Форпост в степи — страница 71 из 80

Ания думала о нем днем и ночью: почему? Почему? Ведь не в том же дело, что он несчастен и на цепи? Ведь и она несчастна… Почему же столько любви и участия вызвал в ней этот незнакомый человек?

Она присматривалась к Архипу. Говорила с ним. Сам того не зная, он открыл ей секрет простой человеческой теплоты. Лишенный свободы благодаря злой воле Жаклин, он все же умел найти для Ании теплые слова. Он не навязывал ей своих мыслей и не обещал ничего — он сумел нащупать в ней заветную струнку и заставил ее звенеть. У Архипа Ания научилась видеть людей.
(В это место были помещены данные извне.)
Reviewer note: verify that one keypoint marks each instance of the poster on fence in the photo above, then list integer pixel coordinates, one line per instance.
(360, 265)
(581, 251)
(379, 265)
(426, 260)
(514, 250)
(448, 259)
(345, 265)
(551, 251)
Именно у него Ания научилась любить их, и любить по- настоящему, во всей сложности и противоречивости чувства. Это была суровая любовь без снисхождения и поблажек, но пронизанная чем–то необычным; полюбив, хотелось помогать людям, любить самой и быть любимой взаимно…

После встреч с Архипом ей стало уже не так тяжело.

Ания, наивное дитя, выросла под строгим присмотром отца и нежной матери и до поселения у Жаклин не знала никаких бед и несчастий. И меньше всего знала она свое собственное сердце. В жилищах восточных правителей не приветствовалось чтение любовных романов и жестко пресекалось все то, что хоть чем–то намекало на любовь. Ания знала только, что все девушки обычно выходят замуж по воле родителей; за невесту выплачивается калым, устраивается пышная свадьба, и молодая жена переходит из дома родителей в дом мужа. Она знала, что когда молодые живут вместе, то, что называют любовью, должно прийти само собой, и это, по мнению Ании, было вполне естественно: она ведь до сих пор тоже любила всех, с кем жила вместе, — отца, мать, других жен отца, своих многочисленных братьев и сестер…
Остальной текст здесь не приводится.